Suksesi sekunder terjadi pada saat ekosistem mengalami gangguan dan kerusakan, misalnya karena kebakaran, tetapi komposisi biotik yang sudah ada sebelumnya mempengaruhi penyebab proses (Mcnaughton dan Wolf 1990). Menurut Chandler et al (1983), situasi suksesi sekunder ini muncul ketika spesies utama dalam komunitas telah hancur akibat kebakaran, penyakit parasit, tornado, banjir, atau kegiatan manusia seperti pertanian atau kehutanan.

2.3 Komposisi dan Struktur Hutan

Komposisi spesies berubah dengan cepat pada awal suksesi dan lebih lambat ketika suksesi berlangsung.

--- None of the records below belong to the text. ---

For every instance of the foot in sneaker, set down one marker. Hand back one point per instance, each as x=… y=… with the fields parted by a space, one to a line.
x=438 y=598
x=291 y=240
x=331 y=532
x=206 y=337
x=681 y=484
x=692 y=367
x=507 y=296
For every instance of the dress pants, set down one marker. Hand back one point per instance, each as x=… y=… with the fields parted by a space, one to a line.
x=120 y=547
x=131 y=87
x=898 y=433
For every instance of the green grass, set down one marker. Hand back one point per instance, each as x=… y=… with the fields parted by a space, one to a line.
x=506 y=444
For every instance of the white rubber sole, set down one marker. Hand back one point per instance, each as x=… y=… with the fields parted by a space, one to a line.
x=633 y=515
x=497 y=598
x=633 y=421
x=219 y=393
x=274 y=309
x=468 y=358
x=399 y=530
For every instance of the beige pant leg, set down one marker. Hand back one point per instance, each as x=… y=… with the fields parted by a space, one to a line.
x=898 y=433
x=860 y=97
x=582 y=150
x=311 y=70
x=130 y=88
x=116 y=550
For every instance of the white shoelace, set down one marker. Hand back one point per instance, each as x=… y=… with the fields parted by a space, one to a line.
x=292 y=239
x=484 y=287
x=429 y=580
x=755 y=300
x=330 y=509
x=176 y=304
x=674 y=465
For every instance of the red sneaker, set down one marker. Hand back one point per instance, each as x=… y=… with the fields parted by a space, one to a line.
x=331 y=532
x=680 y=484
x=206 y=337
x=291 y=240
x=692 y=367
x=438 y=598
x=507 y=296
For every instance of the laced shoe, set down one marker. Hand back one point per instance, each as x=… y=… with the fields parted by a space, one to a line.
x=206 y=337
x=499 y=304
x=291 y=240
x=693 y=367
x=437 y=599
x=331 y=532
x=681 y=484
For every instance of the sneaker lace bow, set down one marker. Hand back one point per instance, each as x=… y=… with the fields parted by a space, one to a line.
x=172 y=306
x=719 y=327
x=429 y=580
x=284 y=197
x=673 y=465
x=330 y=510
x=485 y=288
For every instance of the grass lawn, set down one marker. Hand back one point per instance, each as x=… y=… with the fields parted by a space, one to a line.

Pada umumnya jumlah spesies yang ada dalam komunitaas meningkat dengan cepat ketika suksesi dimulai tetapi kemungkinan akan mengalami penurunan pada nilai yang lebih kurang konstan.

Komposisi hutan dapat diklasifikakan berdasarkan atas adanya jenis murni atau campuran. Karena tegakan yang benar-benar murni jarang ada kecuali di Barat, di tempat Pinus pondoresa, Pinus contorta, Abies, dan Populus mempunyai areal murni sangat luas, kira-kira 90% dari satu jenis telah dipilih sebagai ciri untuk memisahkan tegakan murni dari tegakan 90%, seluruh tegakan merupakan campuran dua atau lebih jenis. Tegakan murni juga terdapat pada hutan tanaman atau pada tempat tumbuh yang khusus seperti hutan rawa Picea mariana (Daniel et al. 1995).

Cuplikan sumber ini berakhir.